Als DeFi-Reserve-Guthaben ist die ETH nicht durch Stablecoins oder tokenisierte Bitcoins auf Ethereum bedroht. Der Erfolg von DeFi ist gut für die ETH. Mehr wirtschaftliche Aktivität erhöht die ETH als Sicherheit und die ETH als Handelspaar. Die DeFi-Markengewinne werden wieder in die ETH zurückfliessen. Abwarten und Tee trinken.
Er schloss mit der Feststellung, dass die optimistischen Argumente aus drei Gründen wahrscheinlicher sind. Erstens ist die Zahl der in DeFi eingeschlossenen ETH deutlich gestiegen. Seit Beginn der Verteilung der COMP-Token sind weitere 400’000 ETH in DeFi-Smart-Verträgen gebunden worden, die insgesamt mehr als 3 Millionen umfassen.
Darüber hinaus zitierte Adams einen Auszug eines Fondsmanagers, der sein Portfolio umbalanciert, um weniger Bitcoin und mehr Ethereum aufzunehmen. Anfang des Jahres wurde berichtet, dass mehr als die Hälfte des gesamten in diesem Jahr geförderten Ethereum von Grayscale Investments erworben wurde, was diese institutionelle Verlagerung der Dynamik weiter festigt.

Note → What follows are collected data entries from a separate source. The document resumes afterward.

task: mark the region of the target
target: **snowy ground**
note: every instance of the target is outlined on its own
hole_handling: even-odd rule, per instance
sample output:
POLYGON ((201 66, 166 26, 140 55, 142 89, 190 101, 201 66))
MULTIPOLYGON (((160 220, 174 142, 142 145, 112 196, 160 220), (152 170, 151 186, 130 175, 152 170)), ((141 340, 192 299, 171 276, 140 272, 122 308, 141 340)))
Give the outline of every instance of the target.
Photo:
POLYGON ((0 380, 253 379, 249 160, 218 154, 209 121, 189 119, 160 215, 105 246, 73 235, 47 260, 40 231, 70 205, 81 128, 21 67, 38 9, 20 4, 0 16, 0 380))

Der dritte Grund war eine Protokollsenken-These, die sich darauf bezieht, dass DeFi-Protokolle mit den höchsten Abwicklungszusicherungen zur Basisschicht für Krypto-Banken und möglicherweise sogar für kommerzielle und nationalstaatliche Banken werden.
Ein weiterer Grund, bei Ethereum optimistisch zu sein, ist der lang erwartete Rollout von ETH 2.0, der die Proof-of-Stake- und Layer-2-Skalierbarkeitslösungen einläuten wird. Die ersten Stufen des Serenity-Upgrades, Phase 0 Beacon Chain, werden bereits mit vollen 32 ETH-Knoten getestet. Wie bereits früher von BeInCrypto berichtet, verbessern sich auch die On-Chain-Metriken für Ethereum um solche Stufen, dass neue Allzeithochs erreicht werden.
In der Krypto-Gemeinschaft gab es Bedenken, dass Compound gerade eine DeFi-Blase ausgelöst haben könnte. Diese kommen jedoch in erster Linie von Bitcoin-Maximalisten und Verleumdern der noch jungen Finanzlandschaft.
Die hervorragende Leistung einer Handvoll DeFi-Marken in der vergangenen Woche reicht nicht aus, um die Szene als Blase zu bezeichnen. DeFi steht erst am Anfang, und sein organisches Wachstum in den letzten Jahren ist ein Beweis für die Langlebigkeit, die für Ethereum auf längere Sicht letztlich eine Hausse ist.